音楽をジャンルで語ること自体に本質的な意味はないけど、好きな音楽の傾向をまとめていくと一定の傾向は出てくる。
私の場合は、基本的にはロックが好きだし、打ち込みよりもバンド音楽が好きな傾向にある。
80年代のイギリスで見られた一群だが、この頃の音楽ていいんですよ。
それこそJoy DivisionとかDepech Modeとかその辺りのバンドですね。
日本にもその影響を受けた音楽を展開しているバンドは少なからずあるわけだが、とりわけそのエッセンスを感じるのがLillies and Remainsである。
知る人ぞ知る状態ながらその音楽性の評価は高く、是非知って欲しいバンドの一つだ。
ポストパンク/ニューウェイブ代表、Lillies and Remains
改めて紹介すると、一部では絶大な評価を受けつつもなかなか大きく名前が知れることのないバンド、Lillies and Remainsである。
彼らの活動開始も2007年頃と、まさにそんな渦中だ。
彼らの参照点も80年代に出て来たバンドたちの音楽で、Depech Mode、Echoes & The Bunnymen、Killing Joke、Joy Division、The Smithなど、私も大好物なバンドたちである。
当時の音楽の持っていた空気感などを見事に纏っており、このあたりの音楽を聴く人にはたまらないものがある。
メンバーはソングライティングもしているG/VoのKENTとG/ChrのKazuyaの2人である。
結成当初は4人でベースとドラムもいたのだけど、2ndあたりで離脱してしまったため、ライブではサポートを入れてやっている。
おそらくKENTがかなりセルフィッシュというか、もともと1人で宅録で作っていたというくらいだから自分の思い描く音楽を完璧に再現するためのバンド運営をしていたんじゃないかな。
それが結果的に彼らの音楽の評価にもつながる空気感を生んだのだと思うけど、一方でメンバーからすればやっていられない、という場面もあったのかもしれない。

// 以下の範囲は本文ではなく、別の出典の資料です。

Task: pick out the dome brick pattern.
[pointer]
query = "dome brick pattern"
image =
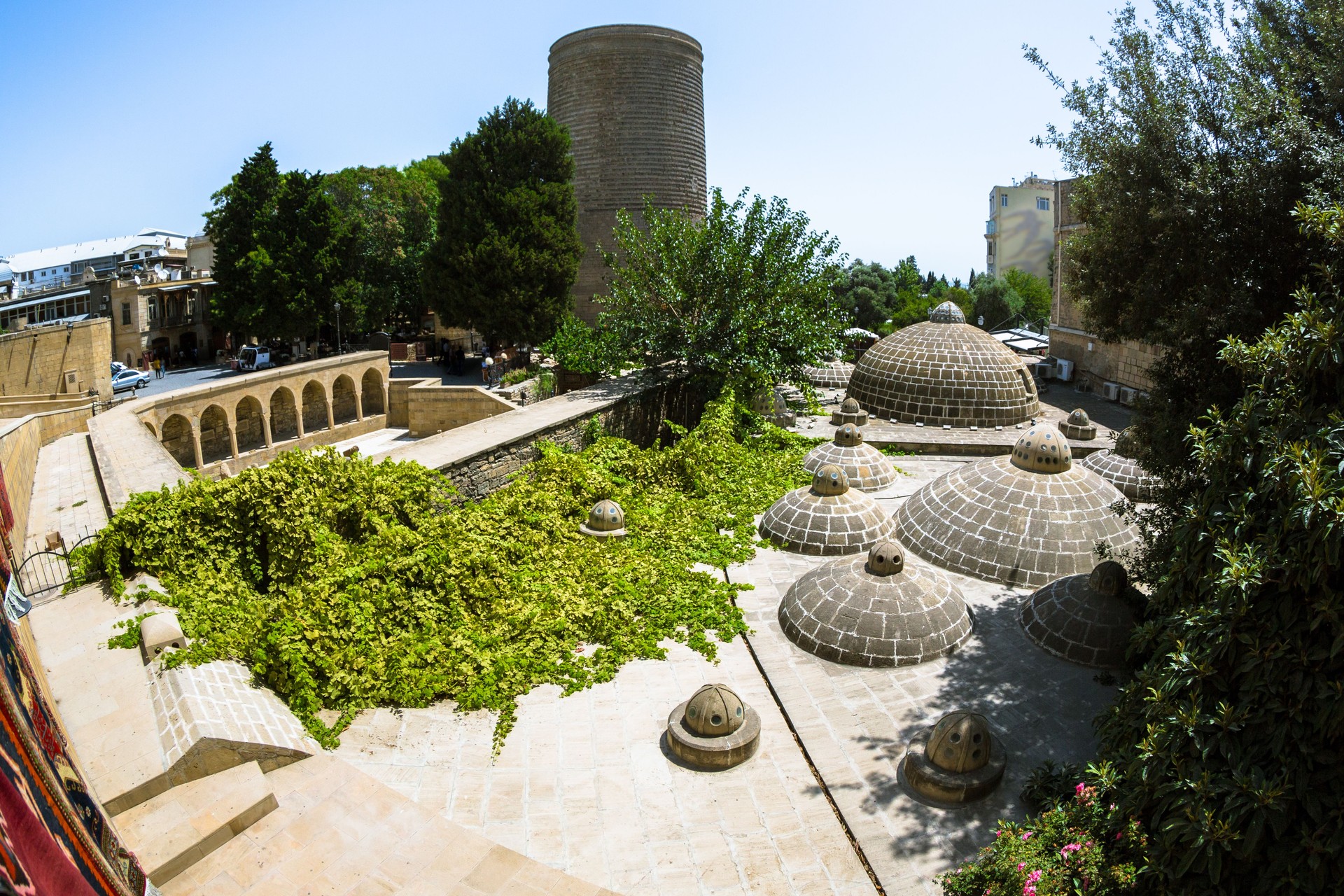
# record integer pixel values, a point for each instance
(993, 520)
(830, 374)
(1082, 618)
(944, 372)
(866, 468)
(876, 610)
(825, 519)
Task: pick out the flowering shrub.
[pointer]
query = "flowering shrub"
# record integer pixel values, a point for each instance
(1084, 846)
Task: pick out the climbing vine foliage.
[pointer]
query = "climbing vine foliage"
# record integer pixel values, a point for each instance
(344, 583)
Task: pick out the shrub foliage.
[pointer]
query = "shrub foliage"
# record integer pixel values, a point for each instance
(344, 583)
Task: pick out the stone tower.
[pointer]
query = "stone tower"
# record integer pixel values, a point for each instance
(634, 101)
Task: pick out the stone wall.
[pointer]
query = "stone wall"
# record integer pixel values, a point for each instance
(34, 362)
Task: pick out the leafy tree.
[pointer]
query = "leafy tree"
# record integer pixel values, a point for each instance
(1203, 131)
(507, 248)
(393, 214)
(1227, 742)
(748, 292)
(241, 210)
(1035, 295)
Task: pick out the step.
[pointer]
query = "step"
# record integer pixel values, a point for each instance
(183, 825)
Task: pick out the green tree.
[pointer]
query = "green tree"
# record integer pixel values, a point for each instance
(1035, 295)
(1227, 742)
(748, 292)
(507, 248)
(241, 211)
(393, 214)
(1203, 131)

それこそPlasticzoomsも最近メンバーが減って、バンドの方針自体もVoのShoの思いを形にするためのものとして宣言したが、体質としては近いのだろう。
どちらもかなりカラーが色濃く出ている。
この2バンドとThe NpvembersでBODYSというイベントを不定期に行なっているが、ノベンバは少しカラーが違うなと感じるのは、彼らはバンドとしてのバランスがあることである。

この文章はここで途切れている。